I agree with you that this was a bit ranty but this section stood out to me because it captures my thoughts about the PopSci comment shutdown very well:

    That seems to be the point—which is to say there really isn’t a point other than that they wanted to shut the comments down because they were annoyed by trolls and spam-bots. The upshot: trolls win. Trolls are just online bullies, with many being very dedicated to shutting down, derailing, or drowning out discussions. PopSci has let the trolls win and has punished its readership as a result.

Perhaps I'm biased but letting the trolls win is a misstep anywhere, especially in a large publication where other people may be encouraged to follow suit. This is also the same reason the HuffPo verified identities worries me. Comment sections may be trash most of the time but I think they are a necessary to promote discussion, transparency and community. Obviously if every comment section was filled with insightful comments Hubski may not be able to exist in it's current capacity. Why would we need outside sites to promote discussion if every site had stellar commenters?

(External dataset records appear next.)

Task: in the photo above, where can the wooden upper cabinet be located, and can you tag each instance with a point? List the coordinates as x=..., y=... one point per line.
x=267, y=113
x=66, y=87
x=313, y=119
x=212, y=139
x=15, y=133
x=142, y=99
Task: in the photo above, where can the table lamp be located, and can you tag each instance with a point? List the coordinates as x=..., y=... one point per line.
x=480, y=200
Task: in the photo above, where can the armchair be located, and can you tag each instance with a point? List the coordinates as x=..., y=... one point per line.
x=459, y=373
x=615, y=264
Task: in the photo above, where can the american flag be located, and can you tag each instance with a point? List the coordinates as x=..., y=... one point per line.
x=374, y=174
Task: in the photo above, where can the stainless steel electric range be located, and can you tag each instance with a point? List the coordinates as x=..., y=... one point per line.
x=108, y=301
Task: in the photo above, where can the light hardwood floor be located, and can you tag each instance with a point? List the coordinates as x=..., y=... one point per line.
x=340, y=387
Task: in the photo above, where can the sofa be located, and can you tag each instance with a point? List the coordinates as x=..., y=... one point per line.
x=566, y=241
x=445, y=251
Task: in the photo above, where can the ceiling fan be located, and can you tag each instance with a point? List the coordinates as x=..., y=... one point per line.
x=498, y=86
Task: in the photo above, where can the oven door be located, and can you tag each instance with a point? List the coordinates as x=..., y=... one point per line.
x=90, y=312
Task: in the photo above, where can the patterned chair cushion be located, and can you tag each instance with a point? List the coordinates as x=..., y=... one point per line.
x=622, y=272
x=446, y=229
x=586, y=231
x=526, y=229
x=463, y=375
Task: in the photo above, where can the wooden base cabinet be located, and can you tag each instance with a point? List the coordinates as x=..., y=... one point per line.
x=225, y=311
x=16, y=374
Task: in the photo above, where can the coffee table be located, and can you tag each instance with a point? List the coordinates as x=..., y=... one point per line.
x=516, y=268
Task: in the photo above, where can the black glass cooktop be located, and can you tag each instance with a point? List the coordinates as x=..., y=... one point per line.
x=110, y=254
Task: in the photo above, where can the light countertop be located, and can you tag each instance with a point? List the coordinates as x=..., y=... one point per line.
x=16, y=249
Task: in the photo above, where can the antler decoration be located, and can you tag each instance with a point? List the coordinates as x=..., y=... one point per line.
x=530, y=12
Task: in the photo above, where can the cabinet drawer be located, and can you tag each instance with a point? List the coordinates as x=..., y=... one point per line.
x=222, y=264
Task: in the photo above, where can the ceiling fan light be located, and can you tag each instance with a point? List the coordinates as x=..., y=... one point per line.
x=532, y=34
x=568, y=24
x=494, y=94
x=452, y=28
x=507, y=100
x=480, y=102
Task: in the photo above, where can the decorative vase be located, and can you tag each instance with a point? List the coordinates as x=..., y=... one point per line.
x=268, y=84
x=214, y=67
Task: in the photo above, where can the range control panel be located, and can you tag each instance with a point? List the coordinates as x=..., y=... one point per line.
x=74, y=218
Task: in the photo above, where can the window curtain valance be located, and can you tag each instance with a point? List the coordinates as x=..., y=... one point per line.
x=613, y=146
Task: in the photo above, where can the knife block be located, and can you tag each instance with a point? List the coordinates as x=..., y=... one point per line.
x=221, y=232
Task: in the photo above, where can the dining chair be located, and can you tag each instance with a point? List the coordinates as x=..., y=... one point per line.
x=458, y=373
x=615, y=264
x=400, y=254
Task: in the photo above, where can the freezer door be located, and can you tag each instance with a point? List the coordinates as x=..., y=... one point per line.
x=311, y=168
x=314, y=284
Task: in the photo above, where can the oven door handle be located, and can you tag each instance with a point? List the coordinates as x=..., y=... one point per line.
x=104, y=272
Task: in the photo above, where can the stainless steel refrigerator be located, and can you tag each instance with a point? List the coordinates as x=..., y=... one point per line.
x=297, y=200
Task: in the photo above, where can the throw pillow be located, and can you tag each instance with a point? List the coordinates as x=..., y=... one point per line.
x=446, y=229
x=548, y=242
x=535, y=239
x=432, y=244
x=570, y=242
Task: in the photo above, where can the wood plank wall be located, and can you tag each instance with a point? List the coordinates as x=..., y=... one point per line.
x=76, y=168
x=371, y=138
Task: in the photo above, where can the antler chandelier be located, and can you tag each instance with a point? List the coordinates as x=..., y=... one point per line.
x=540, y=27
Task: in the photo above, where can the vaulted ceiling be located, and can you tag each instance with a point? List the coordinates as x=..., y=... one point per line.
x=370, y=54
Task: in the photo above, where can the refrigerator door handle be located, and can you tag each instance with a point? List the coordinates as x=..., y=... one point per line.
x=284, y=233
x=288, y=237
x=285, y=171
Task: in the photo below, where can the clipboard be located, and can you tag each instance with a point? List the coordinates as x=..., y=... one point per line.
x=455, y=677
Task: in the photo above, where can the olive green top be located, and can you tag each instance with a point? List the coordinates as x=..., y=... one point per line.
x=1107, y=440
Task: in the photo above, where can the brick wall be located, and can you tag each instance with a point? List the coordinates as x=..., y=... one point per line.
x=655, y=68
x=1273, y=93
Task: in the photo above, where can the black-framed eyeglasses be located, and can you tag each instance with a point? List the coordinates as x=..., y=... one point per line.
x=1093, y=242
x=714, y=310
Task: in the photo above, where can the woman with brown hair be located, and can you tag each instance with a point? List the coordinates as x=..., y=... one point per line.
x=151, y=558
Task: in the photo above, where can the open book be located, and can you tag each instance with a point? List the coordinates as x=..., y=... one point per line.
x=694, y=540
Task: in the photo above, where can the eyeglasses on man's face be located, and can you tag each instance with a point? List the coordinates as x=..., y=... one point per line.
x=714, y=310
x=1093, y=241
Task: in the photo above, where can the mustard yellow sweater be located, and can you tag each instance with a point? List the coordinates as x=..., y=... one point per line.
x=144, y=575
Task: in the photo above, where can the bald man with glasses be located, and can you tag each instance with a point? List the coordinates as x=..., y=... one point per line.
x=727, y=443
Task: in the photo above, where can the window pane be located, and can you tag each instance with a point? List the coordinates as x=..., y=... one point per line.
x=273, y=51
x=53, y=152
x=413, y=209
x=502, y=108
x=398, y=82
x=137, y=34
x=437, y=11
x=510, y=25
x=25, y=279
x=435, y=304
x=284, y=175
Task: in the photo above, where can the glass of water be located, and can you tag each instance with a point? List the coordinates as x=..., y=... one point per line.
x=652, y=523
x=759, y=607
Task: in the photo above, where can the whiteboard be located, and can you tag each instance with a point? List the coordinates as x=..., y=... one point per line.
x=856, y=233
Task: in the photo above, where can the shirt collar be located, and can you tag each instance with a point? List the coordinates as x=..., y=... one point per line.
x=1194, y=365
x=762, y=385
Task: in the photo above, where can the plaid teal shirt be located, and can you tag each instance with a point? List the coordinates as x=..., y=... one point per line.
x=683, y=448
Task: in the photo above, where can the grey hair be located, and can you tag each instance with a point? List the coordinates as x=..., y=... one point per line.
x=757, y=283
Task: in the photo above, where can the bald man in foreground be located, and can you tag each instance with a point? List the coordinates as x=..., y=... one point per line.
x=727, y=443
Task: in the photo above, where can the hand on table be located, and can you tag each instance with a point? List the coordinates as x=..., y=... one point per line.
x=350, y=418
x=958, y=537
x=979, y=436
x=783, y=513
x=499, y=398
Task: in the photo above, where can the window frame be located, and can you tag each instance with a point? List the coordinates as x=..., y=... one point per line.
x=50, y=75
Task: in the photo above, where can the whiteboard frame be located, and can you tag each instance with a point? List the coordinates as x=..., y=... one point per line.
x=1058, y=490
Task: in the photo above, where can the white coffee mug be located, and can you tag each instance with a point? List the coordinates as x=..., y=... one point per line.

My point is that giving up or placing ridiculous limitations is a step backwards in an age where so many people user online media to become informed on a variety of topics. While having a superb comment section may be tough, so is running a magazine or blog in general.

I haven't fully fleshed my ideas on this topic out completely but there is something remarkable happening with transparency worldwide. We see our government, a government that promised transparency, doing the opposite. We see sites hiding behind vague messages and reasonings in order to "protect themselves" (whatever that means.) We see comment sections disappearing or becoming and exclusive offering. In an age where everything happens instantly and everyone has the ability access to everything, why are we moving backwards in this sense? Shouldn't transparency and community and promotion of great ideas become easier?

Are we so inundated and scared by these old school ideals of what is found your page, your site, your ramblings is an 100% reflection of the publication or the person? Are we scared that our 300 word "article" is going to be covered up or meaning altered by a slew of bad comments?

Perhaps we - everyone, every site - should be focused more on figuring out how to educate internet users on making informed decisions and fact checking things they read online themselves rather than trying to protect them from anything that may be misinterpreted. You can't dumb down the world forever.





thenewgreen  ·  3867 days ago  ·  link  ·  

I should have been more clear, I meant that the SciAm post was rangy, not the arstechnica OP. I agree that full transparency is almost always the way to go.